Rev. Dec. 13,. Jan 17, 2004; December 1; November 29, 2003
Einstein’s Special Theory of Relativity and the Problems in the Electrodynamics of Moving Bodies that Led him to it.
John D. Norton[1]
Department of History and Philosophy of Science
University of Pittsburgh
Pittsburgh PA 15260
Prepared for Cambridge Companion to Einstein, M. Janssen and C. Lehner, eds., Cambridge University Press.
Typesetter: the figures embedded here are lower resolution tif images. The original figures were drawn using a vector graphics program (Canvas 9) and should be printed from vector graphic files, e.g. epsf.
1. Introduction
Modern readers turning to Einstein’s famous 1905 paper on special relativity may not find what they expect. Its title, “On the electrodynamics of moving bodies,” gives no inkling that it will develop an account of space and time that will topple Newton’s system. Even its first paragraph just calls to mind an elementary experimental result due to Faraday concerning the interaction of a magnet and conductor. Only then does Einstein get down to the business of space and time and lay out a new theory in which rapidly moving rods shrink and clocks slow and the speed of light becomes an impassable barrier. This special theory of relativity has a central place in modern physics. As the first of the modern theories, it provides the foundation for particle physics and for Einstein’s general theory of relativity; and it is the last point of agreement between them. It has also received considerable attention outside physics. It is the first port of call for philosophers and other thinkers, seeking to understand what Einstein did and why it changed everything. It is often also their last port. The theory is arresting enough to demand serious reflection and, unlike quantum theory and general relativity, its essential content can be grasped fully by someone merely with a command of simple algebra. It contains Einstein’s analysis of simultaneity, probably the most celebrated conceptual analysis of the century.

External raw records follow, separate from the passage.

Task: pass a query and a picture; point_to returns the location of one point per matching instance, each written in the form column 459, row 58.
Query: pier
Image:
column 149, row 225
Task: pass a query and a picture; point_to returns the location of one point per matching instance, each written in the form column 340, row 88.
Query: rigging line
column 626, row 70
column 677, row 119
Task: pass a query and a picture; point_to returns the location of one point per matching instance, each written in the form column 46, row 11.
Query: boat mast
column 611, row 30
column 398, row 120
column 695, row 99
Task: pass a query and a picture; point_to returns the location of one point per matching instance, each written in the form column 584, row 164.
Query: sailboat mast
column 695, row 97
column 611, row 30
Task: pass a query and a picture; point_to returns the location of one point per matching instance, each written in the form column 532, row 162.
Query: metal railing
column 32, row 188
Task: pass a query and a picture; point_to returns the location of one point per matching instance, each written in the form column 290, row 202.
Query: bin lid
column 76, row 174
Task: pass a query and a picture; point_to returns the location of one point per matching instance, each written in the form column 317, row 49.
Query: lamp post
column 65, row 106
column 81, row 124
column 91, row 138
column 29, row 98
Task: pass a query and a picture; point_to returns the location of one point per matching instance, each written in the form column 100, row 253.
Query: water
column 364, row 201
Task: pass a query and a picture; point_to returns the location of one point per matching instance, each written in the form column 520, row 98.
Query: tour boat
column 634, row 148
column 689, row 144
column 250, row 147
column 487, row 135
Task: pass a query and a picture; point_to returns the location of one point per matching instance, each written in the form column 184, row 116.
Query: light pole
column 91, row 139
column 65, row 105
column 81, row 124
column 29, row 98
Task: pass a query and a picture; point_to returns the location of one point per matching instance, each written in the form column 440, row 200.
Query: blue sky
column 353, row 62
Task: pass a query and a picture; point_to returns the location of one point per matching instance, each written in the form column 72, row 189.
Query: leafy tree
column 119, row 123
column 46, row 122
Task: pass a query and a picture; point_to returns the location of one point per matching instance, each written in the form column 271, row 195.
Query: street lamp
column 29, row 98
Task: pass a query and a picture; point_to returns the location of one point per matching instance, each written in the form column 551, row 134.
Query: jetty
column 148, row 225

Many have tried to emulate Einstein and do in their fields just what Einstein did for simultaneity, space and time. For these reasons, many have sought to understand how Einstein worked his magic and came to special relativity. These efforts were long misled by an exaggeration of the importance of one experiment, the Michelson-Morley experiment, even though Einstein later had trouble recalling if he even knew of the experiment prior to his 1905 paper.[2] This one experiment, in isolation, has little force. Its null result happened to be fully compatible with Newton’s own emission theory of light. Located in the context of late 19th century electrodynamics when ether-based, wave theories of light predominated, however, it presented a serious problem that exercised the greatest theoretician of the day.
Another oversimplification pays too much attention to the one part of Einstein’s paper that especially fascinates us now: his ingenious use of light signals and clocks to mount his conceptual analysis of simultaneity. This approach gives far too much importance to notions that entered briefly only at the end of years of investigation. It leaves us with the curious idea that special relativity arrived because Einstein took the trouble to think hard enough about what it means to be simultaneous. Are we to believe that the generations who missed Einstein’s discovery were simply guilty of an oversight of analysis?[3] Without the curious behavior of light, as gleaned by Einstein from 19th century electrodynamics, no responsible analysis of clocks and light signals would give anything other than Newtonian results.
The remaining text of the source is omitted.